One big reason for the weak first quarter is that vehicle sales are no longer rising. After hitting over 18 million annualized vehicle sales in the final quarter of last year, the first quarter sales were 17.3 million. That figure is fine and healthy, but no longer rising. Even though consumer confidence has soared to a decade high, the actual consumer consumption increases have yet to play out. Retail sales have been solid with 5% growth, but more of the growth appears to be from price increases than from unit sale increases. Only the latter counts toward the GDP to reflect an improved standard of living.
Another source of sluggish economic growth that is more persistent is the lackluster growth in new home construction. If housing starts had recovered like in past cycles, then GDP growth could have been about 2% points higher, according to Professor Ken Rosen of University of California at Berkeley. That is, rather than the actual 2016 GDP growth rate of 1.6%, it could have been 3.6%. Disregard the great optimism of homebuilders as indicated by the Housing Market Index, where the latest months reading is matching up with 2005 when homebuilders constructed 2.1 million new homes. This year’s housing starts are barely above 1.2 million on an annualized rate. Many small homebuilders who went bankrupt during the downturn are evidently not filling out the survey to express their displeasure at the current underperformance of the industry.
The first quarter weakness does not imply an impending recession. Unemployment claims have been rapidly falling, something that does not happen if recession is around the corner.
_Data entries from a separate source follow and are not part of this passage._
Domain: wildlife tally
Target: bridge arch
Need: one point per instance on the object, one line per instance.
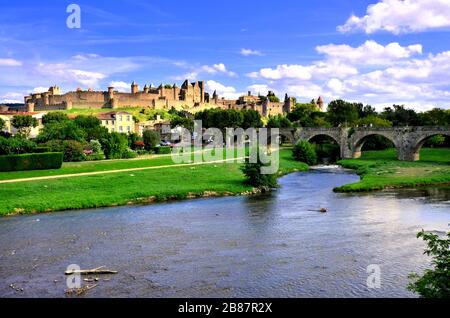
(417, 146)
(360, 140)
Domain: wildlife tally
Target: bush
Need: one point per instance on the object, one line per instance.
(15, 145)
(73, 151)
(115, 145)
(37, 161)
(435, 283)
(151, 139)
(163, 150)
(303, 151)
(255, 178)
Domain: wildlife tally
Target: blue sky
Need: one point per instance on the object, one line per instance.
(391, 51)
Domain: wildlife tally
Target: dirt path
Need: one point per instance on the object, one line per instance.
(115, 171)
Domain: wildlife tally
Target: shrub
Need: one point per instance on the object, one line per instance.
(15, 145)
(73, 151)
(37, 161)
(435, 283)
(303, 151)
(115, 145)
(151, 139)
(164, 150)
(255, 178)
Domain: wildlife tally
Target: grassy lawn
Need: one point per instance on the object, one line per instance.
(130, 187)
(380, 170)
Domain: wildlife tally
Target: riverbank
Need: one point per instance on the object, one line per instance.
(136, 187)
(381, 170)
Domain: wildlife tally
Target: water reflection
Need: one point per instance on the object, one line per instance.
(271, 245)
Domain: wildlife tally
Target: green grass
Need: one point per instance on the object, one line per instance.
(130, 187)
(381, 170)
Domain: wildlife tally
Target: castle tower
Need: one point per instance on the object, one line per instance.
(134, 88)
(320, 103)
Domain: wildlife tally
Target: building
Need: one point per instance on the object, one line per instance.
(7, 116)
(190, 97)
(162, 97)
(121, 122)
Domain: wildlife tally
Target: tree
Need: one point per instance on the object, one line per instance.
(54, 117)
(343, 113)
(23, 124)
(151, 139)
(435, 282)
(279, 121)
(400, 116)
(65, 130)
(251, 119)
(374, 121)
(115, 145)
(254, 177)
(303, 151)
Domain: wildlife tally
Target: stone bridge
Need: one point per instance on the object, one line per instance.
(407, 140)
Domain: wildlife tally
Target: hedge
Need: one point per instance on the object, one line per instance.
(163, 150)
(31, 161)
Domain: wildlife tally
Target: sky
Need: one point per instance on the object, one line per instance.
(378, 52)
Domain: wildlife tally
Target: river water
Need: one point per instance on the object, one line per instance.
(273, 245)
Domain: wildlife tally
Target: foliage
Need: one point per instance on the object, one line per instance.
(54, 117)
(435, 283)
(251, 119)
(15, 145)
(37, 161)
(254, 177)
(279, 121)
(65, 130)
(374, 121)
(73, 151)
(151, 139)
(303, 151)
(23, 124)
(115, 145)
(400, 116)
(342, 113)
(95, 146)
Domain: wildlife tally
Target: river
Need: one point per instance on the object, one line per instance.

Given the continued job gains and modest signs of wage acceleration, consumers should swing back quickly for the remainder of the year. Nonetheless, given the soft economic conditions, President Trump should focus more intently on how the housing market can help economic growth. Simply, if more homes are built – something that the country clearly needs as indicated by very low housing inventory and very low vacancy rates – then economic growth will likely reach closer to the President’s goals. Moreover, greater supply will help with housing affordability, thereby leading to more home sales and the accompanying rise in purchases like appliances, furniture, and lawn care.
If President Trump ignores the housing sector, then the economy will continue to crawl. Also, let’s keep in mind that over the past five years a typical worker’s wage grew by 11%, while rents rose 17%, and home prices 41%. Voters will be asking why the American Dream of homeownership is less attainable, and why the rents are so damn high.